Before Mr. Chretien retired as PM he put a law in place that all federal political parties qualify for a $2.00 annual subsidy for each and every vote they received in the last federal election. The result of this action is that a total of $27 million per year is distributed to the five major parties including the Bloc Quebecois.
Because the Conservative Party received more votes than any other party they receive more money than the other parties and have the most to lose if the subsidy is discontinued. The Liberal Party receives the second highest amount and the NDP, the Bloc, and the Greens somewhat less. Four of the parties conduct national campaigns in 308 ridings unlike the Bloc Quebecois who only campaign in the 75 ridings of Quebec. I have always considered this an unfair arrangement.
Prior to Finance Minister Jim Flaherty's fall economic update of 2008 he asked caucus members for suggestions on ways to reduce government spending. One of the recommendations I put forward was to eliminate the vote subsidy. Since being elected in 2004 I have watched the Bloc Quebecois MPs do everything in their power to try to divide our country and it bothered me to know that the Canadian taxpayer was subsidizing their efforts. Obviously Minister Flaherty felt the same way and included my idea in the Economic Update.
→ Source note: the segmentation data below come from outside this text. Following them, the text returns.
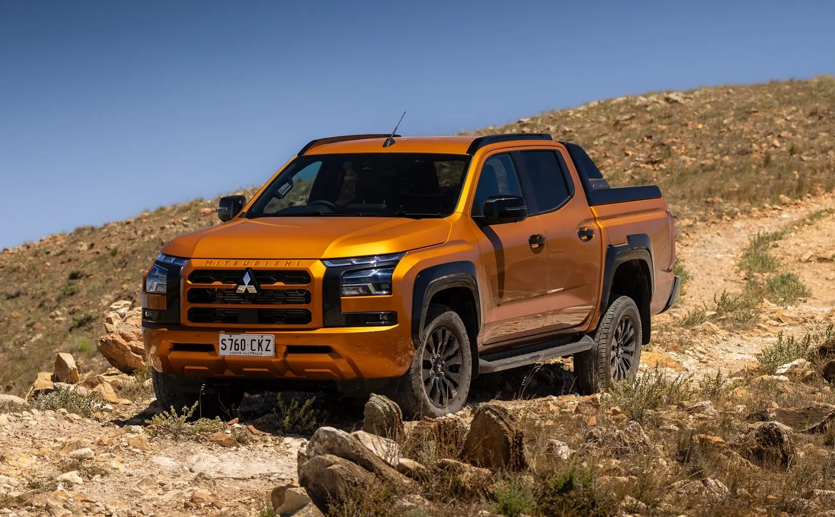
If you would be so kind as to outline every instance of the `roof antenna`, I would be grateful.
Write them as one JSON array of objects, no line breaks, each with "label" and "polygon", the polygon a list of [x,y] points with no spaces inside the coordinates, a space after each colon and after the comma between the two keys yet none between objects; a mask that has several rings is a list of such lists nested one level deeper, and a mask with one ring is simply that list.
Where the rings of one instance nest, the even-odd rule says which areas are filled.
[{"label": "roof antenna", "polygon": [[392,145],[394,145],[394,134],[397,132],[397,128],[400,127],[400,123],[403,121],[403,117],[405,116],[406,112],[404,111],[403,114],[400,115],[400,120],[397,120],[397,125],[394,126],[394,130],[392,131],[392,136],[386,139],[386,141],[382,143],[383,147],[391,147]]}]

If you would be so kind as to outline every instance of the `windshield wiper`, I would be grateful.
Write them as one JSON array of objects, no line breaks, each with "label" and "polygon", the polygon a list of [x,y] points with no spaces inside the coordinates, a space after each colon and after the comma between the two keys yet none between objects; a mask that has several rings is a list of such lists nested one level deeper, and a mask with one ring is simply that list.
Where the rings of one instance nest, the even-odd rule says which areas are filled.
[{"label": "windshield wiper", "polygon": [[440,217],[441,212],[394,212],[395,217]]}]

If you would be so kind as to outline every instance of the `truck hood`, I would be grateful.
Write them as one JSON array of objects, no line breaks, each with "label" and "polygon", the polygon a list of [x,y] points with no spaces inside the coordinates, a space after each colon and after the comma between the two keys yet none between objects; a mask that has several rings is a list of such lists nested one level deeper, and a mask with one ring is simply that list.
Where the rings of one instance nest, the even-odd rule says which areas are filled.
[{"label": "truck hood", "polygon": [[447,241],[443,219],[261,217],[175,238],[162,252],[185,258],[320,259],[398,253]]}]

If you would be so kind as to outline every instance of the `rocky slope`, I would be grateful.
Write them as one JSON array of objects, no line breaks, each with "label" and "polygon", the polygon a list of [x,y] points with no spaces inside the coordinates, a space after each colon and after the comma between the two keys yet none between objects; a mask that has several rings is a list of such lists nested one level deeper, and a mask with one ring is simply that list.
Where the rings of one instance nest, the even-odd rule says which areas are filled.
[{"label": "rocky slope", "polygon": [[[686,229],[835,185],[835,79],[666,92],[594,102],[479,134],[550,132],[583,144],[614,185],[659,183]],[[252,192],[245,192],[251,195]],[[161,207],[0,253],[0,383],[21,393],[57,351],[84,371],[99,322],[139,301],[142,272],[172,237],[217,223],[216,200]]]}]

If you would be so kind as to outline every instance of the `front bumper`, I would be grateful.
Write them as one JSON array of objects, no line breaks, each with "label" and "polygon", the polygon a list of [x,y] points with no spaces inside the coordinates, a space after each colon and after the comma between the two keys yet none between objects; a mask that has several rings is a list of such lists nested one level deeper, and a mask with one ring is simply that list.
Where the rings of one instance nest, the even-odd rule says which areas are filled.
[{"label": "front bumper", "polygon": [[396,378],[406,373],[414,354],[407,325],[229,332],[274,334],[276,357],[220,357],[218,329],[144,327],[142,339],[154,369],[199,378],[306,381]]}]

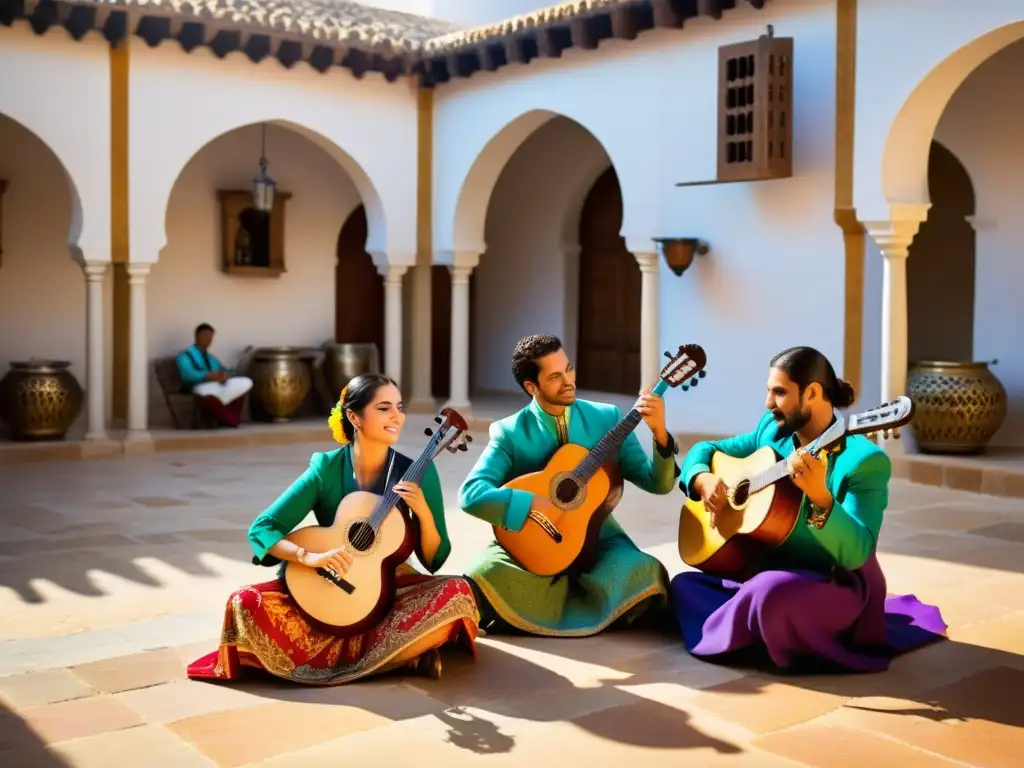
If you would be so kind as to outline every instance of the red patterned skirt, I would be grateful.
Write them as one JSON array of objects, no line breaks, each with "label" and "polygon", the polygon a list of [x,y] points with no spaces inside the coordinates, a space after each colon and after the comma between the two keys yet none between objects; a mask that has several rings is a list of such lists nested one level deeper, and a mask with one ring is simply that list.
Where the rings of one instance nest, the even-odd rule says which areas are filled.
[{"label": "red patterned skirt", "polygon": [[479,612],[469,582],[406,565],[397,586],[391,612],[349,637],[313,629],[276,579],[243,587],[227,601],[220,647],[188,665],[188,677],[238,680],[249,667],[296,683],[340,685],[389,669],[430,635],[438,638],[434,648],[460,643],[475,656]]}]

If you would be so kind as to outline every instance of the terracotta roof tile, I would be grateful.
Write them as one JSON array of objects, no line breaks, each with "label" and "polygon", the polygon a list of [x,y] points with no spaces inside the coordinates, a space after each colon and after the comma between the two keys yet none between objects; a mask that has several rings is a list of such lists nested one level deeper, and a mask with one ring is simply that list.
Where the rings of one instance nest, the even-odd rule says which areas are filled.
[{"label": "terracotta roof tile", "polygon": [[[483,0],[477,0],[477,2],[483,2]],[[505,18],[492,25],[445,33],[426,41],[423,48],[428,53],[454,50],[485,40],[506,37],[521,30],[544,27],[562,20],[568,22],[611,5],[627,5],[635,2],[636,0],[571,0],[558,5],[549,5],[546,8],[512,18]]]},{"label": "terracotta roof tile", "polygon": [[325,44],[417,51],[427,40],[462,29],[457,24],[373,8],[346,0],[73,0],[76,5],[135,10]]}]

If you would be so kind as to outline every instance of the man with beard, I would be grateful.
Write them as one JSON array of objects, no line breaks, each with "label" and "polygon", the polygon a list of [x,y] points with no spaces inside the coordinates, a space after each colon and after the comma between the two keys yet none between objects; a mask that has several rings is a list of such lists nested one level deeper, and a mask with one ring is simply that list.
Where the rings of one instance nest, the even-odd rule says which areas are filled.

I must admit I was shocked at the reaction of the Liberal and NDP opposition parties. I personally thought they would support the proposal. I felt eliminating the subsidy was fair to all parties since it was based on percentage of votes received and affected all parties accordingly. Because the Conservative Party had the most to lose, I was confident the Liberals and NDP would support my suggestion.
Instead their reaction was to enter into a coalition with the Bloc Quebecois. I do not understand how a Member of Parliament who believes in Canadian unity would choose a coalition with a separatist rather than vote to remove their subsidy. I was very pleased to see the public's very negative reaction to the idea of a coalition involving the separatist Bloc Quebecois. I plan to continue to advocate for the elimination of vote subsidy and I am prepared to campaign on this issue in the next election.